Cloud DLP’s inspection jobs integrate natively with Dataplex. When you use a Cloud DLP action to scan your BigQuery tables for sensitive data, it can send results directly to Data Catalog in the form of a tag template.
Furthermore, to define how certain data should be treated Google are also providing the ability to associate data with attributes through Dataplex’s Attribute Store. This functionality represents a major shift in the approach to governing data as, previously, governance policies could only be defined at the domain level. Now, customers can support compliance with regulations, such as GDPR, by defining data classes, such as Personal Identifiable Information ‘PII data’, mapping the relevant PII attributes, and then defining the associated governance policies.
With Google Cloud, customers can govern distributed data at scale. Dataplex drastically increases the efficiency of policy propagation by mapping access control policies to tables and columns, and applying them to data in Cloud Storage and BigQuery.
Since Attribute Store, currently in Preview, supports tables published by Dataplex (in a Cloud Storage bucket, mounted as an asset in Dataplex). Soon, we expect Attribute Store will be able to attach attributes to any table.
A reference architecture is shown below, outlining the best practice for securing data using Attribute Store, in conjunction with Data Catalog tags which provide an explanation of the data.

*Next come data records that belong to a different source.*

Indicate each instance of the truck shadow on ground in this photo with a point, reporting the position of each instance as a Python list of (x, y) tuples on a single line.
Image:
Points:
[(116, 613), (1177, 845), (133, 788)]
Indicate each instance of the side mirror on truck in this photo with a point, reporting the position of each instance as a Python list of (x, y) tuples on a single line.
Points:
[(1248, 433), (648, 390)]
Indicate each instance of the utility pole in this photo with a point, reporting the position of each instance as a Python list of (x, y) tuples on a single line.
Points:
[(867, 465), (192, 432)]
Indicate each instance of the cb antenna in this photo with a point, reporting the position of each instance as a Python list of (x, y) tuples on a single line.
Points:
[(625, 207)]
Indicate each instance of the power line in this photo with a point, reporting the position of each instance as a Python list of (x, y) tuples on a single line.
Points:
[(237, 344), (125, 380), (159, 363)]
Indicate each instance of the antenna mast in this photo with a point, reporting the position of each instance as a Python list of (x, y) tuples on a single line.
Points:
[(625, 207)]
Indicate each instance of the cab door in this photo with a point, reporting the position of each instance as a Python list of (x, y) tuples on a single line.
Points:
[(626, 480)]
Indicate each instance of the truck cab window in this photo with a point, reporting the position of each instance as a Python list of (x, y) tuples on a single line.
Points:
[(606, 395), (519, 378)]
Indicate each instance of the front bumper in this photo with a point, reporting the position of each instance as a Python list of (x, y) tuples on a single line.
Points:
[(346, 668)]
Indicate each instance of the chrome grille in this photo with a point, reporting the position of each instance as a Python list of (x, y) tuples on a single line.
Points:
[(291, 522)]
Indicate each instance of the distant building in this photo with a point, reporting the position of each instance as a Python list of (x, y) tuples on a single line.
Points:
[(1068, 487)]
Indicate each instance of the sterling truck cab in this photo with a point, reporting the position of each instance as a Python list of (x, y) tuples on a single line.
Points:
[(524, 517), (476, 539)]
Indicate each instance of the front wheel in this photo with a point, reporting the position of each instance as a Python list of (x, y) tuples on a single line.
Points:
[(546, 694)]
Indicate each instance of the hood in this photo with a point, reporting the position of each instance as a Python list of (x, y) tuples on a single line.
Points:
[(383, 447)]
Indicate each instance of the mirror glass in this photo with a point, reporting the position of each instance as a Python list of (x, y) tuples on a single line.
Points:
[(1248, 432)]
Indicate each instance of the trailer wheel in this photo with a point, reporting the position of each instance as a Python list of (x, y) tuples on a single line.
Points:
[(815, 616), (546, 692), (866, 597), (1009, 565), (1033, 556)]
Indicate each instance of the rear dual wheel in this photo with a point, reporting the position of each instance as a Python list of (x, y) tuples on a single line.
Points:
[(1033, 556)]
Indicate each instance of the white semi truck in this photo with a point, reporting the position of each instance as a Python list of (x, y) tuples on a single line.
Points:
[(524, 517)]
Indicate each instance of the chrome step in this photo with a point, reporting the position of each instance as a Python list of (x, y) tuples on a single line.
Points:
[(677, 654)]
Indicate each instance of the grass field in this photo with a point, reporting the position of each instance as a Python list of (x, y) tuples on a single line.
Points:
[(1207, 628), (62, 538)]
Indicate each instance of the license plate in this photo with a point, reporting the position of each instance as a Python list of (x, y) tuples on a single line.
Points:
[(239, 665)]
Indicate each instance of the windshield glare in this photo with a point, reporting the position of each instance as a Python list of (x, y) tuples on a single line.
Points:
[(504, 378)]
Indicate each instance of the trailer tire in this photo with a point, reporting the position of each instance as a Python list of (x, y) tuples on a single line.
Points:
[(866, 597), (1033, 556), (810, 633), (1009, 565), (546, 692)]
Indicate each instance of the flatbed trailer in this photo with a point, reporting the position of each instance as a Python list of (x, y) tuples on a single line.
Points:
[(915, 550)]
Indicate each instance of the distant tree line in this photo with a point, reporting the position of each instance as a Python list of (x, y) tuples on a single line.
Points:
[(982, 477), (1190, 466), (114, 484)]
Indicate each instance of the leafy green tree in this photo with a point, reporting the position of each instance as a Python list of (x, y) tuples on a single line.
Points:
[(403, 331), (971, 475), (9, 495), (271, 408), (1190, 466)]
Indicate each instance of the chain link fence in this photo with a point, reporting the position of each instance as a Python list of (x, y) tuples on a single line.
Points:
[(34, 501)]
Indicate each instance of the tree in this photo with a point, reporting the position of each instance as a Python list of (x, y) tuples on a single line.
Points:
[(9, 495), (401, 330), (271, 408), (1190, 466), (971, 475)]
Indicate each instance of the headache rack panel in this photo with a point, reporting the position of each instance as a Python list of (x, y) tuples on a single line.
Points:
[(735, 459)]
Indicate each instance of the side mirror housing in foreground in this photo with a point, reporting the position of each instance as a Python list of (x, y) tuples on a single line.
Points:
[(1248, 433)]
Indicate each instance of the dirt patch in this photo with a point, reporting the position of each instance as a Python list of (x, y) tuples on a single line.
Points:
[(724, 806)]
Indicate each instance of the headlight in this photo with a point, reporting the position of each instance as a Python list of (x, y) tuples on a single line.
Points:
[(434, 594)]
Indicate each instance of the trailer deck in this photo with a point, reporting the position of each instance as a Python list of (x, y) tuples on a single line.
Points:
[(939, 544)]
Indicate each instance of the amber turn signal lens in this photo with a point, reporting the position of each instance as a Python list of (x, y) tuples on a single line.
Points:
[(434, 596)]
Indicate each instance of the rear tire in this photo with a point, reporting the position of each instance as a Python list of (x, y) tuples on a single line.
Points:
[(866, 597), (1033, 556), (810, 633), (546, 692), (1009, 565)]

In the above diagram, Google see that Table columns are both informationally tagged (using Data Catalog) and associated with an attribute (using Attribute Store). Attribution tagging helps facilitate data protection at scale while the Data Catalog uses tags to describe the data and enhance searchability.
It is important to note that Data Catalog tags are indexed. Therefore, Google begin the process by creating this matching DLP infoType for the relevant Data Catalog Tag and Attribute. Then, when DLP matches the infoType, a Data Catalog Tag is created and an Attribute is associated with the data.
Implementing this approach to discovering, classifying, and protecting your organization’s data can help to ensure that you handle this incredibly valuable asset accordingly.